As some of you may know, I have a love/hate relationship with Max’s Wine Dive.  I love that I can go there and each fried chicken and drink champagne all day long.  I hate that I can’t rent a forklift to take me to my car after consuming all the home cooked dishes they serve up here.
A few weeks back, I was invited in for a media preview of Chef Patrick’s latest and greatest brunch creations.  In the past I haven’t had particularly great experiences with Max’s brunch so I was anxious to check it out again to see if some of the kinks had been worked out.  I can safely say, they have.  If you like fried eggs, sweet treats and lots o’ butter, you will need to put Max’s brunch on your list of to-do’s for next weekend.
Greeted by a mimosa made with fresh pressed orange juice and a hot cup of coffee, I practically drooled all over the table as I read through Chef Patrick’s brunch menu that would be soon be gracing Dallas’ taste buds.  Almost immediately after sitting down a piping hot skillet of Max’s Cinnamon Rolls arrived at the table and there were “oohs” and “ahs” coming from every direction without even a bite taken yet.  Three homemade cinnamon rolls, dripping with royal icing make this dish a real beauty.  The cinnamon rolls are quite possibly the flakiest I’ve ever seen and it felt like I was eating an iced cloud, rather than a breakfast treat.  I don’t particularly remember any taste of cinnamon but I didn’t care, there was royal-fucking-icing involved.
Next, we were presented with the wild mushroom and goat cheese omelet.  It seems as though my fellow bloggers weren’t particularly impressed with this dish, but I was.  For those of you who have tried the previous brunch menu omelet, the one that says there is crab but there really isn’t – this is quite the upgrade.  A huge block of constipation waiting to happen goat cheese rests nicely inside fluffy eggs and is then topped with plump pieces of Spicer’s mushrooms and watercress.  This dish is served with jalapeno cheddar grits which are just O.K.  They seem to lack spice which I would expect from something with jalapeno in the name.
The sure-to-be-hit, Hangover Pot Pie, was served next.  Picture this yall…or just look at the actual picture here – homefries, collard greens, cream sauce, provolone, two fried eggs housed in a pot pie top and then stabbed with thick-cut pieces of bacon. Um, HI.  Need I really say more?
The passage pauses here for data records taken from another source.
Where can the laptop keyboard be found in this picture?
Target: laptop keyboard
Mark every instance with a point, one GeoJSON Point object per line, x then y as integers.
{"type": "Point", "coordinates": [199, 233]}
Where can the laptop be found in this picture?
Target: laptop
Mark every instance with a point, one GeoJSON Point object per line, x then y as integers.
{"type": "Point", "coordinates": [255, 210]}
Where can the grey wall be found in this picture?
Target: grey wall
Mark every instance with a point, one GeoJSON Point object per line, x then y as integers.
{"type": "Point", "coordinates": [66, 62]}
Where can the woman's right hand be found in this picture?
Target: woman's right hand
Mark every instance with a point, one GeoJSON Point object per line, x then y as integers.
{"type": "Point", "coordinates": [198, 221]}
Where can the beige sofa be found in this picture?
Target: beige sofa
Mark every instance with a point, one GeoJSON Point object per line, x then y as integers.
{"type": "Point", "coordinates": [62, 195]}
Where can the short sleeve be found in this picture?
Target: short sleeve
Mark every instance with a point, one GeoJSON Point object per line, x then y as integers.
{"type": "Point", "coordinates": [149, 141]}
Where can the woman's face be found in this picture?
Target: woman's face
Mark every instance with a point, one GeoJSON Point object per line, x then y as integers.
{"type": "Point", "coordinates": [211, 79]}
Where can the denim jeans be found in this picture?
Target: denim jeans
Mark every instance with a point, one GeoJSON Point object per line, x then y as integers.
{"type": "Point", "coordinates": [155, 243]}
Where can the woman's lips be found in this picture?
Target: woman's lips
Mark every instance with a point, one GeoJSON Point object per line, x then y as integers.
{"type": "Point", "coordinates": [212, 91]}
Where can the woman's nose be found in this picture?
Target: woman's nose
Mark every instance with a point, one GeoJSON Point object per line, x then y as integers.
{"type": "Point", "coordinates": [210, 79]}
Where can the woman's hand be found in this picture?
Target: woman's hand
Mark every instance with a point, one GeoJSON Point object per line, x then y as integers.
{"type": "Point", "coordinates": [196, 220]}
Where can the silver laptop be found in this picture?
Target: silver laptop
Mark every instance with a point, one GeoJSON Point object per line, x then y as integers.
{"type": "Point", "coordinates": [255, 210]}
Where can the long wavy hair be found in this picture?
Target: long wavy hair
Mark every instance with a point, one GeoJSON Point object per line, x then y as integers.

This is one dish that I would stop clinging my Nalgene for dear life and get out of bed for on mornings after a night of over indulgence.
photo 5As if I didn’t already want to unbutton my pants at the table, there were still four more dishes coming our way.  Following the Hangover Pot Pie, it was the fried egg sandwich’s turn to make its big debut.  If you are a fan of fried eggs, I would assume this would make you almost shit your pants it’s so good.  Three pan-fried eggs, served over easy and dripping with truffle oil, topped with applewood-smoked bacon, gruyere, lettuce, tomatoes, black truffle aioli all on sourdough bread and served with fresh cut potato chips – this is not for the faint of heart.  Although it was delicious, personally I am not a huge fan of fried eggs and you have to really, I mean really, like your truffles to appreciate this sandwich.
Onto the next and might I add, most anticipated, dish of the brunch: Max’s Chicken Fried Steak & Waffles.  Now, I have had the Fried Chicken & Waffles here before, but the chicken fried steak takes it to a whole new level.  Perfectly seasoned chicken fried sirloin finds its way to a pile of Belgium waffles.  I swear it is a Texas thing to serve dishes like this with gravy AND maple syrup, which they do here, and I dig it.  It is safe to say that this was my favorite brunch item that we sampled.  It is just so. damn. good.
Clearly, at this point in the meal, there was only one thing to do and that was to keep eating.  After housing my plate of chicken fried steak and waffles, we were served the Wagyu steak and eggs.  A 9oz. steak of Wagyu Bavette is served with two eggs any style, homefries and Texas toast  The best part of this dish?  The piquillo pepper jam that accompanies it.  Although I can’t say that I would order this dish on my own as I am not a huge steak person, (insert WTFs here), I can imagine this dish being hugely popular for Max’s.  It is just the right amount of greasy dinner mixed with upscale brunch.
photo 3Lastly, Max’s signature brunch item – the “RVP.”  I’m pretty sure that somewhere out in cyberspace these things have their own fan page, perhaps even a dedicated twitter.  I take that back, that’s my brilliant idea.  Can’t you see it, “feeling awfully flat today”-@TheRVP.  I digress.  Three huge red velvet pancakes dotted with lemon cream cheese frosting deserve their own cult following, right? In theory, sure.  The pancakes have a consistency of, what a fellow blogger stated as “play-dough” – ouch.  The description just doesn’t live up to execution and we were left with a sorry amount of left pancakes after everyone had a bite or two.  I do feel like the RVP is a fabulous idea and with a few tweaks it really could be Max’s signature dish.
I am elated that I was invited in to try Chef Patrick’s updated brunch menu as it thoroughly changed my opinion.  I knew Max’s was the place to go for fried chicken and champagne, but now it is my place to go for great omelets, hangover pot pies and cinnamon rolls as well.